The Bible is not a moral guide. It has some moral rules in it but the vast majority of it is just stories, things like the descriptions of the temple, and hundreds of ways of saying that God is great.
The people who wrote it took the earlier parts of it to be literal truth.
You can see something, but that doesn’t mean it’s “space” and “planets”.
Look, he’s wrong, and the flat earth conspiracies are stupid. But, it’s not like the flat earth conspiracies can be debunked that easily. They have explanations of what you can see in a telescope.
The real problem is that life requires that life requires a chain of trust. You trust your parents growing up, then your teachers, the media, political leaders, religious leaders, friends, co-workers, whatever. Their knowledge is mostly based on their trusting various people in their lives, and so-on. Sure, I’ve seen images of the earth from space, but I have to trust that that’s what they really are, not elaborate fakes. I’ve never been to South America, but I have to trust that it exists. I have been to Europe, but I wasn’t personally flying the plane, so I have to trust that it wasn’t some elaborate plan to convince me that that continent exists.
A lot of trust in institutions has broken down lately. Sometimes that’s a good thing. If you look at WWI propaganda posters, they seem ridiculous. It’s good that governments can’t so easily convince their people to jump into a war. On the other hand, this is the result. People stop trusting experts, and start trusting random dudes on the Internet who make a good video.
I mean if you can’t believe that looking through a mirror and lens, and seeing the rings of Saturn can’t convince you it’s there… well we have words for that: delusional and psychotic. And people used to get hospitalized for it.
It can convince you that something’s there, but that doesn’t mean it’s a planet. You believe it’s a planet because of what you were taught in school, and maybe that all the things you were taught were consistent and reinforced each-other so it made sense. To the ancient Romans, it was a god, and we still celebrate that god at christmas (a.k.a. saturnalia). What you can see using a telescope is a circle-shaped thing with ring-shaped things around it. But, to decide that’s a planet means trusting that that object is in fact multiple times the size of the entire planet earth and more than a billion km away. What have you personally done to verify that the mass of Saturn is actually accurate? Are you just trusting what you were taught, or have you actually verified those claims?

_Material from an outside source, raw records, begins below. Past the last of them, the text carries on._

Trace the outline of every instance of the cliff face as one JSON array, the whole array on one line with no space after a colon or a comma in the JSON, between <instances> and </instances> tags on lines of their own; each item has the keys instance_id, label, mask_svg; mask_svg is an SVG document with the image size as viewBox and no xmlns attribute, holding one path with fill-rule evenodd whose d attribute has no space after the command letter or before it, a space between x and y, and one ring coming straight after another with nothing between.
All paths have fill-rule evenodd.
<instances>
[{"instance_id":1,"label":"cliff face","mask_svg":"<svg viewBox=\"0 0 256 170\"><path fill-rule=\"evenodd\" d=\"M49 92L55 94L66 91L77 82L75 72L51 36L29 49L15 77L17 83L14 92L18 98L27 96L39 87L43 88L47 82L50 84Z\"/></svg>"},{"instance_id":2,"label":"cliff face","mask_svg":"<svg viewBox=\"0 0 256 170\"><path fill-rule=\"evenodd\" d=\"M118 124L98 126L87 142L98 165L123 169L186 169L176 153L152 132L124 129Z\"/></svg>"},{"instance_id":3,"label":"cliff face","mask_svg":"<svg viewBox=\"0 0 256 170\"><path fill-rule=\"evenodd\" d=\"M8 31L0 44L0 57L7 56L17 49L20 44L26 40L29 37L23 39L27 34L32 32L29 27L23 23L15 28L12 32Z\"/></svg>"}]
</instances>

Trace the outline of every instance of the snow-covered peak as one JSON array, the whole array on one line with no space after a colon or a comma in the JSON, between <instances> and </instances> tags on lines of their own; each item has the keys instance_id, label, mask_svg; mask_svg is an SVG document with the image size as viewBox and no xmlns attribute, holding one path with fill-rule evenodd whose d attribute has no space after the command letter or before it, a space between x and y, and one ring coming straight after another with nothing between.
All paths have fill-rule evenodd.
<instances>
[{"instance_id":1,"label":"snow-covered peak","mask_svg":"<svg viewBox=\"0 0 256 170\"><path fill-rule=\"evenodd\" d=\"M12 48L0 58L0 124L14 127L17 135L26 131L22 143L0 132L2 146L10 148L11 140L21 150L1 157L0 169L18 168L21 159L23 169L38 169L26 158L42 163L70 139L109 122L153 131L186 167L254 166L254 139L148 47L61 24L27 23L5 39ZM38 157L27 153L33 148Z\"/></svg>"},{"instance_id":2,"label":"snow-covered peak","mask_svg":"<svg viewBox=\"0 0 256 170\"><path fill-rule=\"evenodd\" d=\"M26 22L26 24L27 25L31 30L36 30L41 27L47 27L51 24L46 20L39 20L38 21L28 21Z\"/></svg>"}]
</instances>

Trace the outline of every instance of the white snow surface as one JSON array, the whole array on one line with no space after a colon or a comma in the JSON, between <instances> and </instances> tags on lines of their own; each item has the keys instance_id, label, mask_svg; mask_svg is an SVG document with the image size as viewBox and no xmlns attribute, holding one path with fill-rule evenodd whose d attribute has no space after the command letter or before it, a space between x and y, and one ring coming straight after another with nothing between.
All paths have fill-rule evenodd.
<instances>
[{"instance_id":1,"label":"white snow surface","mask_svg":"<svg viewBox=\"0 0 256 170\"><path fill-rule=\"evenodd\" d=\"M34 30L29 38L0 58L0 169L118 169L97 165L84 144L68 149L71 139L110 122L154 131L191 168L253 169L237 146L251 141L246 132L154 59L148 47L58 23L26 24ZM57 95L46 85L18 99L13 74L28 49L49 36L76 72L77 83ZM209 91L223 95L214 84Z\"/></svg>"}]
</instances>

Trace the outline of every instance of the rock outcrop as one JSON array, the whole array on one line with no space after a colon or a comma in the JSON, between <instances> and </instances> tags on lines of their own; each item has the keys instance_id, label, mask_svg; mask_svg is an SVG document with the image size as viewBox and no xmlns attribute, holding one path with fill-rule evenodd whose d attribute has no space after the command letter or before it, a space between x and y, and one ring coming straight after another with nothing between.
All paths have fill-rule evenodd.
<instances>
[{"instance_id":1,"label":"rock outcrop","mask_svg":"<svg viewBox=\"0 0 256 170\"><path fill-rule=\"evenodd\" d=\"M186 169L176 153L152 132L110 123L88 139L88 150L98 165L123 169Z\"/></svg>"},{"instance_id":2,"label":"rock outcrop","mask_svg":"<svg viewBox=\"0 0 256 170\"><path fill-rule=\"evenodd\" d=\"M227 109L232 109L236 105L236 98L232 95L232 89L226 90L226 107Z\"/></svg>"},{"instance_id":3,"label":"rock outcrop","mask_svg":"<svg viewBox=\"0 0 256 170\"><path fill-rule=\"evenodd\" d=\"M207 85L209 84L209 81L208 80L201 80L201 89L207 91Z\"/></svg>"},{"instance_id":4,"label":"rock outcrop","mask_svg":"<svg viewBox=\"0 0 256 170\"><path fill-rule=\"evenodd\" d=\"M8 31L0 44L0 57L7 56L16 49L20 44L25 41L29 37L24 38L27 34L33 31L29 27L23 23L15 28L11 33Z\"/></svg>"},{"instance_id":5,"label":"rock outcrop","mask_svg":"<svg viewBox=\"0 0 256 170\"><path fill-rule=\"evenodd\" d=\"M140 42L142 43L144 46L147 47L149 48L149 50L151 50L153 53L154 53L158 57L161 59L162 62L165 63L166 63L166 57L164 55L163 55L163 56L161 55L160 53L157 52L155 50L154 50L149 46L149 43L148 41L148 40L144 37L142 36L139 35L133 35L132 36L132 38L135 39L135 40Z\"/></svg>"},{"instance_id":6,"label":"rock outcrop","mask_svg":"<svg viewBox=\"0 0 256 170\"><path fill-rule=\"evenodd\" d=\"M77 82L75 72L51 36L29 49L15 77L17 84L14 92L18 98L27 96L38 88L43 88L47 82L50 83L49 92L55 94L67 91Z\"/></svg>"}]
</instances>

Homosexuality used to be considered a psychiatric disorder, so I wouldn’t go by what people used to get hospitalized for. That’s just another example of how common knowledge, or “things everyone believes to be true” can change over time.
As I said, we can’t verify everything ourselves. We have to trust other people, and while it’s good to question what we think we know, we can’t question everything all the time.